Does price stability contribute to long-term economic growth? That's the question more than 100 economists from around the world discussed at the St. Louis Fed's twentieth annual Economic Policy Conference, held Oct. 26-27 at the Bank.
The conference featured seven papers on the topic, as well as discussions of them by other economists.
The proceedings from this fall's conference will be published in the Review this spring. If you would like a copy when it becomes available, or if you would like a copy of last year's conference issue, please call Debbie Dawe of our Public Affairs Office at (314) 444-8809.
He hasn't had a thing done to his appearance in nearly 70 years, but Ben Franklin, whose face graces the $100 bill, will be spruced up and sent out to banks nationwide in early 1996.

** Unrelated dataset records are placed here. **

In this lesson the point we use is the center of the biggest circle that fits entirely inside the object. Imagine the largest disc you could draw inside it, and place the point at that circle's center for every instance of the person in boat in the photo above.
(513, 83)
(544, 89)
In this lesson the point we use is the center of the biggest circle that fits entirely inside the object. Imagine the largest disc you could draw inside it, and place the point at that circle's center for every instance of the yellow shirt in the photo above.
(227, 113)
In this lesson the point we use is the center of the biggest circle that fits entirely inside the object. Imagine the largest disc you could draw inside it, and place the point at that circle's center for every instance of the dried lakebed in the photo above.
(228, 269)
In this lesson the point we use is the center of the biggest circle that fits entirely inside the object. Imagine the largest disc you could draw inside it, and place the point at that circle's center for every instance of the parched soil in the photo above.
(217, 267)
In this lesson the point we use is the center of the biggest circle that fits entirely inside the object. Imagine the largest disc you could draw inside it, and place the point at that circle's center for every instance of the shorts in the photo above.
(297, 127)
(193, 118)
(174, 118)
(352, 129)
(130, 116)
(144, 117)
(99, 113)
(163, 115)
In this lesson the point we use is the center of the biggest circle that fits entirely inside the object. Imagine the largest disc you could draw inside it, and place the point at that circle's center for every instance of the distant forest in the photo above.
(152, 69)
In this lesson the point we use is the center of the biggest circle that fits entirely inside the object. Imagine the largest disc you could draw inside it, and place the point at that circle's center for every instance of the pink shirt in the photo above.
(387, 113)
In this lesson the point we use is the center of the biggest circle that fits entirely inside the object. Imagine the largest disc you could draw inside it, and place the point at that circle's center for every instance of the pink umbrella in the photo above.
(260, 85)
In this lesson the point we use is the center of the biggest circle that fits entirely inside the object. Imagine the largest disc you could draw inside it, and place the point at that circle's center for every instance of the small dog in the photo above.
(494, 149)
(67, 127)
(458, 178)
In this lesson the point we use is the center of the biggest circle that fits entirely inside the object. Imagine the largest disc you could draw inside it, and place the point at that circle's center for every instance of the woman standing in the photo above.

The currency redesign is far from just cosmetic, according to the Treasury Department, which will issue modified versions of other denominations in later years. The real reason for the change is to stem counterfeiting efforts, which have become increasingly sophisticated, thanks to technological improvements, such as color copiers, printers and scanners. While retaining the same basic size, color and texture, the redesigned notes will feature a larger portrait that is placed off-center, a watermark and ink that changes from green to black when viewed from different angles. The old series will continue to be honored at full face value, with the new series phased in as notes are returned to the Fed.
Because the currency redesign is the first major one since 1928, the St. Louis Fed distributed information about the new features and held educational seminars for bankers in November.
With a seemingly never-ending string of indicators out there, tracking economic data can be difficult. And the job's made even tougher when you consider, as two recent issues of National Economic Trends encourage us to, that the numbers cannot always be taken at face value.
In the August issue of NET, St. Louis Fed economist Alton Gilbert addresses the problem of data revisions. Because economic statistics like payroll employment are often revised quite substantially, data for the most recent months can be misleading. "Given the size of these revisions, how can you use an indicator like payroll employment to gauge trends in the economy?"
Gilbert asks. Gilbert says a safer course is to derive an economic outlook from more than just the latest numbers, which are based on incomplete information.
Fed economist Donald Allen, writing in the September issue of NET, says a similar problem occurs when data have not been seasonally adjusted. According to Allen, weather, scheduled plant shutdowns and holiday periods all can cause production indexes to skitter.
Factoring out the seasonal fluctuations by using statistical models captures a clearer picture of the economy's health, Allen says, even if it creates less-than perfect estimates. "Most economists believe such imprecision is a reasonable sacrifice to reveal underlying trends in the data," he says.